We offer a benchmark suite together with an evaluation server, such that authors can upload their results and get a ranking regarding the different tasks (pixel-level, instance-level, and panoptic semantic labeling as well as 3d vehicle detection). If you would like to submit your results, please register, login, and follow the instructions on our submission page.
Pixel-Level Semantic Labeling Task
The first Cityscapes task involves predicting a per-pixel semantic labeling of the image without considering higher-level object instance or boundary information.
Metrics
To assess performance, we rely on the standard Jaccard Index, commonly known as the PASCAL VOC intersection-over-union metric IoU = TP ⁄ (TP+FP+FN) [1], where TP, FP, and FN are the numbers of true positive, false positive, and false negative pixels, respectively, determined over the whole test set. Owing to the two semantic granularities, i.e. classes and categories, we report two separate mean performance scores: IoUcategory and IoUclass. In either case, pixels labeled as void do not contribute to the score.
It is well-known that the global IoU measure is biased toward object instances that cover a large image area. In street scenes with their strong scale variation this can be problematic. Specifically for traffic participants, which are the key classes in our scenario, we aim to evaluate how well the individual instances in the scene are represented in the labeling. To address this, we additionally evaluate the semantic labeling using an instance-level intersection-over-union metric iIoU = iTP ⁄ (iTP+FP+iFN). Again iTP, FP, and iFN denote the numbers of true positive, false positive, and false negative pixels, respectively. However, in contrast to the standard IoU measure, iTP and iFN are computed by weighting the contribution of each pixel by the ratio of the class’ average instance size to the size of the respective ground truth instance.

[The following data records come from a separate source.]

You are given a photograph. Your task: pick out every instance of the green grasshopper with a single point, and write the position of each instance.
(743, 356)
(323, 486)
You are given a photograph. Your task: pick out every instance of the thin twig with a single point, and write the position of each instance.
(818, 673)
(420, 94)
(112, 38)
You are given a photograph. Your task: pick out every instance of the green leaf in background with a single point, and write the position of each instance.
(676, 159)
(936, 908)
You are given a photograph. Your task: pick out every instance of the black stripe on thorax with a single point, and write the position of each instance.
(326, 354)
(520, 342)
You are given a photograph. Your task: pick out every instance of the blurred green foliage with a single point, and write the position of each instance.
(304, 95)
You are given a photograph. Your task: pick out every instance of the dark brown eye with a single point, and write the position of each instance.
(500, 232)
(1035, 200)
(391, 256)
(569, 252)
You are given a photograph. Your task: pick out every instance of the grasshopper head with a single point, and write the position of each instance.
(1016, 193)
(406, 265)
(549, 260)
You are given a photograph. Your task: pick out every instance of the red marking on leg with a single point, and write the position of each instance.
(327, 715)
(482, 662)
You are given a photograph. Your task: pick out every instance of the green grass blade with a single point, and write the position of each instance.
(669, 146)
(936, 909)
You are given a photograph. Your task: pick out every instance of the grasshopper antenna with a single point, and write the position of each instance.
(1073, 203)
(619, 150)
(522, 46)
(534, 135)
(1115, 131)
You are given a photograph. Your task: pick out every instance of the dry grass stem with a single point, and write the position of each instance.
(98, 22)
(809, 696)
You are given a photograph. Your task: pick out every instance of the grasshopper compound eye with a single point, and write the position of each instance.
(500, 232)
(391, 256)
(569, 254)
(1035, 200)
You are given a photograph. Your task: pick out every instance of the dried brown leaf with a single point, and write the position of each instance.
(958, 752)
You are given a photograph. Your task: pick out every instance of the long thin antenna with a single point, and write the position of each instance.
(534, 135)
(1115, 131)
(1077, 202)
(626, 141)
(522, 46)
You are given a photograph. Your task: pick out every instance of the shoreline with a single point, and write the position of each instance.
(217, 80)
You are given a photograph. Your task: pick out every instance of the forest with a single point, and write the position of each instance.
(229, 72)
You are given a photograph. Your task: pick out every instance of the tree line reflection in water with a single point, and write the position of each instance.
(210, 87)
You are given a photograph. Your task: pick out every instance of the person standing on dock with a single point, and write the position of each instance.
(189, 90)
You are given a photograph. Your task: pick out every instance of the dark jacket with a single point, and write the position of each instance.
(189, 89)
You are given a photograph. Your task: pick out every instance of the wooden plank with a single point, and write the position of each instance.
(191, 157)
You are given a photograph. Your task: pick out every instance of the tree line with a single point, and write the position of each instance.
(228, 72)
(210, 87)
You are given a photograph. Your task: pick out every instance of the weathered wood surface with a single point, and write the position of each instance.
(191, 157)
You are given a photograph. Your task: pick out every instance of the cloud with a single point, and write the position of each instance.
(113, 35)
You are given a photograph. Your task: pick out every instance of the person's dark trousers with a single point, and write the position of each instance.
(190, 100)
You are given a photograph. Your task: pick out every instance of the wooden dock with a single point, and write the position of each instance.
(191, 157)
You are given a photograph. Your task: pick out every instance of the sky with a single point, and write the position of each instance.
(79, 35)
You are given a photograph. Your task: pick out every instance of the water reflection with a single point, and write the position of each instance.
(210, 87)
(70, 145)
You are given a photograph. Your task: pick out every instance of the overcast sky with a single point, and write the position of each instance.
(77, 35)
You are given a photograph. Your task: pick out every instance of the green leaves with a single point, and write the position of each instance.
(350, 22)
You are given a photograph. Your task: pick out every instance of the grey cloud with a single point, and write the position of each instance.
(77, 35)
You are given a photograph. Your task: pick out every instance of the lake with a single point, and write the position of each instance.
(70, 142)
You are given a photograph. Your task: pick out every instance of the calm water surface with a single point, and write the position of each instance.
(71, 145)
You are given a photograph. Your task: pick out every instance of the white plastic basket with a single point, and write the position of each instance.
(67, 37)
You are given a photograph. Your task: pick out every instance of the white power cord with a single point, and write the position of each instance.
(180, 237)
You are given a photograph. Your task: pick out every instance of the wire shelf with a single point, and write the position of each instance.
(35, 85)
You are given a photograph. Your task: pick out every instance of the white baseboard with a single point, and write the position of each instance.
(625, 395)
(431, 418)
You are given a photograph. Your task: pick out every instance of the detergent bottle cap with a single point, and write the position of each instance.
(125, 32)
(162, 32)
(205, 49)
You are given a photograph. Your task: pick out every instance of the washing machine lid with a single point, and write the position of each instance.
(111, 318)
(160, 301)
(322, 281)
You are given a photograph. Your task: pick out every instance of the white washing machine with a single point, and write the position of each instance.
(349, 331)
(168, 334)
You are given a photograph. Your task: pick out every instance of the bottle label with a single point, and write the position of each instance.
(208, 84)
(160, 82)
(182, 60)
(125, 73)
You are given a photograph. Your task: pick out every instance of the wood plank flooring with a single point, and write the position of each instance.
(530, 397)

It is important to note here that unlike the instance-level task below, we assume that the methods only yield a standard per-pixel semantic class labeling as output. Therefore, the false positive pixels are not associated with any instance and thus do not require normalization. The final scores, iIoUcategory and iIoUclass, are obtained as the means for the two semantic granularities.
Results
Detailed results including performances regarding individual classes and categories can be found here.

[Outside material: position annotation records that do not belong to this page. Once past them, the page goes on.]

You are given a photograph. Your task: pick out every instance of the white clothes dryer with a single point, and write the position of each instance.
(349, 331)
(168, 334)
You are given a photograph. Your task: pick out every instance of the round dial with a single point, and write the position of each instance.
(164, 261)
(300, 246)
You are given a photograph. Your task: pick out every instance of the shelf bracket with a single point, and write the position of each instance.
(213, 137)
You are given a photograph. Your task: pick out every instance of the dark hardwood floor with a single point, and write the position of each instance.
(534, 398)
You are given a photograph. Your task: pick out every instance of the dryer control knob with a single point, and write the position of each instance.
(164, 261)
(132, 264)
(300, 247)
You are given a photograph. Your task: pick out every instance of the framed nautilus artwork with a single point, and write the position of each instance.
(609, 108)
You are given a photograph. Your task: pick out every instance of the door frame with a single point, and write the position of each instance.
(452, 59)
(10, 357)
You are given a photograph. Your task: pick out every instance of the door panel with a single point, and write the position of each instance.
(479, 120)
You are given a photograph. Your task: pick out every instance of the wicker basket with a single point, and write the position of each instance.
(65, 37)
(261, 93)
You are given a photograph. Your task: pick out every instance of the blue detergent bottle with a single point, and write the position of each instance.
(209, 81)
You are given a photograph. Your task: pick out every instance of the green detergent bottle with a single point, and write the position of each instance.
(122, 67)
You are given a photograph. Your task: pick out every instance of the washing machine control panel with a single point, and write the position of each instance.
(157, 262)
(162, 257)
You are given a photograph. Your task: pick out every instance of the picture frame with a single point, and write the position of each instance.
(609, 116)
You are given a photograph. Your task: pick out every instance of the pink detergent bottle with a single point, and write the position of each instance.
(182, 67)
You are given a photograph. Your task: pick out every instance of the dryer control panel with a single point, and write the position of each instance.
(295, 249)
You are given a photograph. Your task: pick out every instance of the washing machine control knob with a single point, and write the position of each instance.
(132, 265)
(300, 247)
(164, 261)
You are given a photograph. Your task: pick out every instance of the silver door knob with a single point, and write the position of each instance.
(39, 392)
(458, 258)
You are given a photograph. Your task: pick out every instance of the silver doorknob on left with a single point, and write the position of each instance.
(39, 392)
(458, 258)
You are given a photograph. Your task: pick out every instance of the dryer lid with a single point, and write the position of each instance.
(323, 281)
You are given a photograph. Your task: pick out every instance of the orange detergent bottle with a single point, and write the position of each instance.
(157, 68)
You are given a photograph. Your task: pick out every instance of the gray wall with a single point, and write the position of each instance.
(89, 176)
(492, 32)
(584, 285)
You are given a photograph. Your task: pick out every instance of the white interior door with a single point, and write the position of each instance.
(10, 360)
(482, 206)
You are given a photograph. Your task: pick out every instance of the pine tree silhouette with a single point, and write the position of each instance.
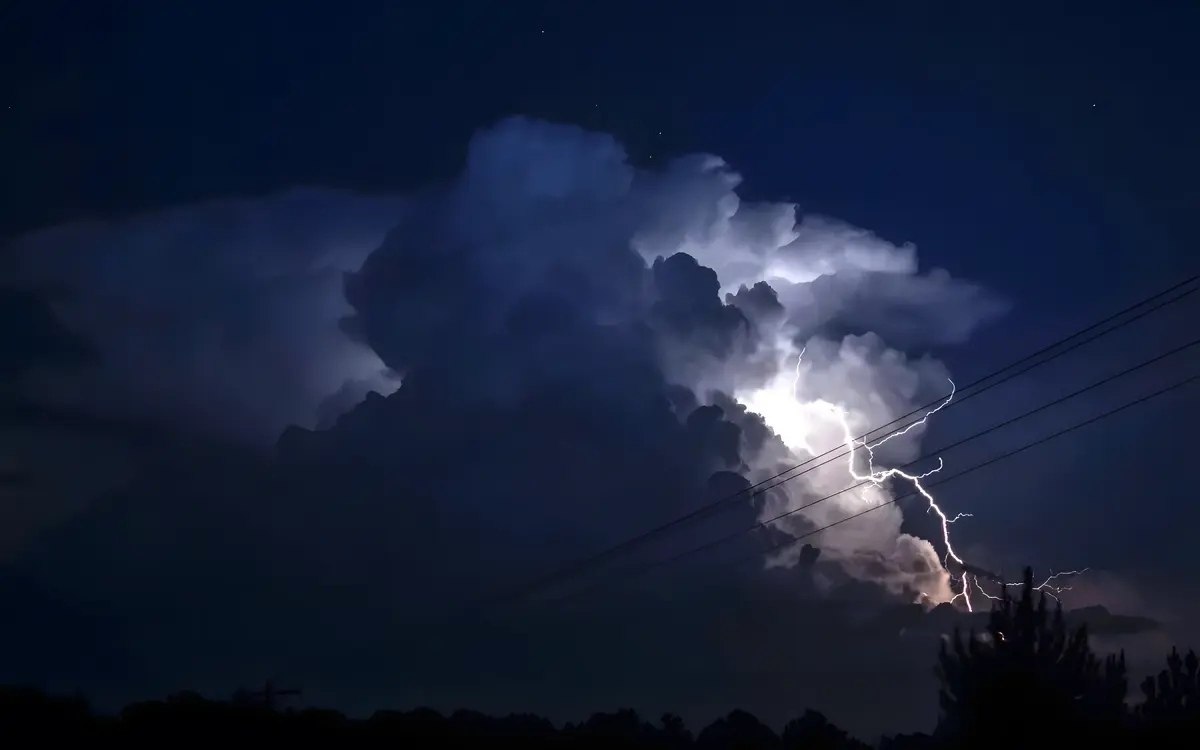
(1174, 697)
(1029, 679)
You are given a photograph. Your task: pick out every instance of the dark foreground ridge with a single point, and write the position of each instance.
(1027, 681)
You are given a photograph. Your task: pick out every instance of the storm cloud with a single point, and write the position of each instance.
(484, 381)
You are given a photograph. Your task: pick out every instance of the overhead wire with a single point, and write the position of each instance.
(1024, 364)
(635, 571)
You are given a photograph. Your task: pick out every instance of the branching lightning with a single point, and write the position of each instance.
(879, 477)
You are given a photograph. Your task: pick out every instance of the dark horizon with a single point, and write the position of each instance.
(321, 325)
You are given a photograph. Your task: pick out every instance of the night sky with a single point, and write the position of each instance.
(220, 220)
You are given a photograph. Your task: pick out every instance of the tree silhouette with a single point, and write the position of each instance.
(1170, 713)
(813, 731)
(1027, 678)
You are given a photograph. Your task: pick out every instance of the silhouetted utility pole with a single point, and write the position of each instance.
(267, 696)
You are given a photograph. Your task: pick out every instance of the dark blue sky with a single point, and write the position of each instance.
(987, 135)
(1045, 150)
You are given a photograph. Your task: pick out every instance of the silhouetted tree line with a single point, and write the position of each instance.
(1026, 682)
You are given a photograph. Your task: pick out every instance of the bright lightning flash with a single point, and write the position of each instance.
(791, 418)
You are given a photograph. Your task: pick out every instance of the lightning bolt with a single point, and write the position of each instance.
(1054, 589)
(879, 477)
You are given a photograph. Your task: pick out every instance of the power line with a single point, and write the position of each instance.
(1027, 360)
(661, 563)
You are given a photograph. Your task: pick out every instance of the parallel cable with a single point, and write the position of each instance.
(664, 562)
(1027, 360)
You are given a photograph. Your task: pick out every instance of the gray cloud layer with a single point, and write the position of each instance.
(582, 346)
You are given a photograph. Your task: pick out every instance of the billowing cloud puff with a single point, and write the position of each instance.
(586, 349)
(221, 316)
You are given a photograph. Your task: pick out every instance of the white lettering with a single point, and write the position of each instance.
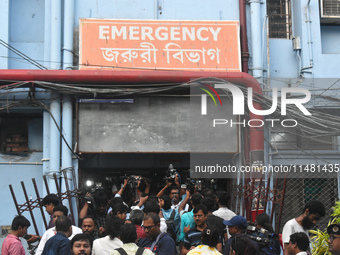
(132, 32)
(121, 32)
(190, 34)
(163, 36)
(146, 32)
(102, 31)
(199, 34)
(175, 31)
(215, 33)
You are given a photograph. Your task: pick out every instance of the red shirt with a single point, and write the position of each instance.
(12, 246)
(140, 232)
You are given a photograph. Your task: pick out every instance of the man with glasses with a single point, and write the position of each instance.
(193, 236)
(312, 212)
(334, 238)
(158, 242)
(298, 244)
(237, 226)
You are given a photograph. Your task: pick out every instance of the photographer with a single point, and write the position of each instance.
(96, 206)
(272, 243)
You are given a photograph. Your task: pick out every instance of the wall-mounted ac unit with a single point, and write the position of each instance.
(330, 11)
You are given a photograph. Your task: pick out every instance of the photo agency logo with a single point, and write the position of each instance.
(238, 102)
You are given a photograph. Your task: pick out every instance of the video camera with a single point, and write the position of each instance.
(260, 235)
(170, 174)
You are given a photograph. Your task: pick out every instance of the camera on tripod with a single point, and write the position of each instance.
(170, 174)
(260, 235)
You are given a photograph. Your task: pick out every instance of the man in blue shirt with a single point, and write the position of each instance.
(157, 242)
(59, 244)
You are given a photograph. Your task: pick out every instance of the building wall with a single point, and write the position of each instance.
(26, 25)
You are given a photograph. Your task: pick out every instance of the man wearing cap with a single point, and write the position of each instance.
(312, 212)
(334, 238)
(236, 226)
(298, 244)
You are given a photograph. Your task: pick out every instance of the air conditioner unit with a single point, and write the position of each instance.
(330, 11)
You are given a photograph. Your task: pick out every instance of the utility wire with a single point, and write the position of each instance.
(24, 56)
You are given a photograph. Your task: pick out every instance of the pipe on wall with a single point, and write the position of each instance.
(255, 17)
(66, 153)
(243, 35)
(54, 141)
(68, 34)
(56, 34)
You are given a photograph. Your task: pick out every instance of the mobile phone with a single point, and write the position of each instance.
(27, 237)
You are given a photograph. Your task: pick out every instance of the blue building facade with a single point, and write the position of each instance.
(291, 44)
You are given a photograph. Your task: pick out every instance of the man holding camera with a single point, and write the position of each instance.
(334, 238)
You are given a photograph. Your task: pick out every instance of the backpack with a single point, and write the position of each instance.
(170, 223)
(123, 252)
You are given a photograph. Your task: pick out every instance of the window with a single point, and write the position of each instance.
(280, 19)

Instance-Level Semantic Labeling Task
In the second Cityscapes task we focus on simultaneously detecting objects and segmenting them. This is an extension to both traditional object detection, since per-instance segments must be provided, and pixel-level semantic labeling, since each instance is treated as a separate label. Therefore, algorithms are required to deliver a set of detections of traffic participants in the scene, each associated with a confidence score and a per-instance segmentation mask.
Metrics
To assess instance-level performance, we compute the average precision on the region level (AP [2]) for each class and average it across a range of overlap thresholds to avoid a bias towards a specific value. Specifically, we follow [3] and use 10 different overlaps ranging from 0.5 to 0.95 in steps of 0.05. The overlap is computed at the region level, making it equivalent to the IoU of a single instance. We penalize multiple predictions of the same ground truth instance as false positives. To obtain a single, easy to compare compound score, we report the mean average precision AP, obtained by also averaging over the class label set. As minor scores, we add AP50% for an overlap value of 50 %, as well as AP100m and AP50m where the evaluation is restricted to objects within 100 m and 50 m distance, respectively.
Results
Detailed results including performances regarding individual classes can be found here.

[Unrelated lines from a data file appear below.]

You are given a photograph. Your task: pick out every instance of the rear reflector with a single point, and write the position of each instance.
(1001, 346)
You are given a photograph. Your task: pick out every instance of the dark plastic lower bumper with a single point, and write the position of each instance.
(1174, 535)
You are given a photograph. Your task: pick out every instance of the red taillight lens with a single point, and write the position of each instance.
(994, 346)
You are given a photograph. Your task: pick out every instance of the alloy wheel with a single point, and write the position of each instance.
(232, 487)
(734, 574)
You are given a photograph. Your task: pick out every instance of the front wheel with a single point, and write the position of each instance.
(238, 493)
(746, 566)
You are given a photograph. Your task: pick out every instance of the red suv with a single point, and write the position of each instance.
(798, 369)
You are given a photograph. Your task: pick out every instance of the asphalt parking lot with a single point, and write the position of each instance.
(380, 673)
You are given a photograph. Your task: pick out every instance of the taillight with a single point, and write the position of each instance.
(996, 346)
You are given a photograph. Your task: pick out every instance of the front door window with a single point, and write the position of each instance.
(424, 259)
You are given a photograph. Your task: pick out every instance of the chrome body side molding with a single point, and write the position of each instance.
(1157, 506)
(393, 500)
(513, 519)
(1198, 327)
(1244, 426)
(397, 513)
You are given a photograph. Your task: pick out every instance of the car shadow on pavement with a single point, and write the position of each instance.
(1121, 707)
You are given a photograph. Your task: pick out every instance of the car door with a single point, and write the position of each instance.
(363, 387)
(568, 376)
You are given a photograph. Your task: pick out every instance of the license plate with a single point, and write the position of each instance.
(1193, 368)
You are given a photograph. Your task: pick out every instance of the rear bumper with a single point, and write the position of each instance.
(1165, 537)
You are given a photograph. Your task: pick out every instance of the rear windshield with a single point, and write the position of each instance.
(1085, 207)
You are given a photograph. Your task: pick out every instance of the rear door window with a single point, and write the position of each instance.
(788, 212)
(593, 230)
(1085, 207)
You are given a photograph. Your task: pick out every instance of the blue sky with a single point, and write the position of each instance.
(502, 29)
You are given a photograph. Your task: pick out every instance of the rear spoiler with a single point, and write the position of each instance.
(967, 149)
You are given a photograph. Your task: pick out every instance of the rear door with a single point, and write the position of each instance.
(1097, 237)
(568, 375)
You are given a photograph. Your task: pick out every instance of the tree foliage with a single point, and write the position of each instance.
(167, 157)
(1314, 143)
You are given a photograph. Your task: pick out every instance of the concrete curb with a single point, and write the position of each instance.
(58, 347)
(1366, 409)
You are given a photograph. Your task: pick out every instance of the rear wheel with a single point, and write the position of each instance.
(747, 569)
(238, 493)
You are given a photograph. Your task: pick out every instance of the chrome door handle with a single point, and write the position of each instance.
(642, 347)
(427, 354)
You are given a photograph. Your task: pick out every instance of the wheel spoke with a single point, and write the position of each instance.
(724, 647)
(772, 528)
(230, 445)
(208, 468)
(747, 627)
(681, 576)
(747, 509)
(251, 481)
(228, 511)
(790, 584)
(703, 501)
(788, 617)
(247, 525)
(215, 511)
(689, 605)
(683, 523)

Panoptic Semantic Labeling Task
The third Cityscapes task was added in 2019 and combines both, pixel-level and instance-level semantic labeling, in a single task called “panoptic segmentation”. The challenge as well as the evaluation metrics are described in [4].
Results
Detailed results including performances regarding individual classes can be found here.
3D Vehicle Detection Task
The fourth Cityscapes task was added in 2020 and focuses on 3D Object Detection for vehicles to estimate their 3D parameters like orientation and location. Objects of class car, truck, bus, train, motorcycle, and bicycle are evaluated. Each object is described by an amodal 2D bounding box as well as a 9 degree-of-freedom 3D bounding box: center position, dimensions and orientation.
Metrics
In this task, both 2D and 3D parameters are evaluated. 2D Average Precision (AP) is used to assess the ability to detect the objects of interest within the image and match predictions and ground truth objects. In addition, for each true positive pair of detection and ground truth, the 3D parameters (location, orientation, and size) are evaluated individually using depth dependent true positive metrics for location (BEV), orientation (OS Yaw and OS PitchRoll), and dimensions (SizeSim) as described in [5]. Objects up to a distance of 100 m are taken into account with a step size of 5 m. Detections within an ignore region are not considered in the evaluation.
For each label class a detection score (DS) is calculated as DS = AP x (BEV + OS_Yaw + OS_PitchRoll + SizeSim) / 4.
The average scores over all classes are used to score the submissions.
Results
Detailed results including performances regarding individual classes can be found here.
Meta Information
In addition to the previously introduced measures, we report additional meta information for each method, such as timings or the kind of information each algorithm is using, e.g. depth data or multiple video frames. Please refer to the result tables for further details.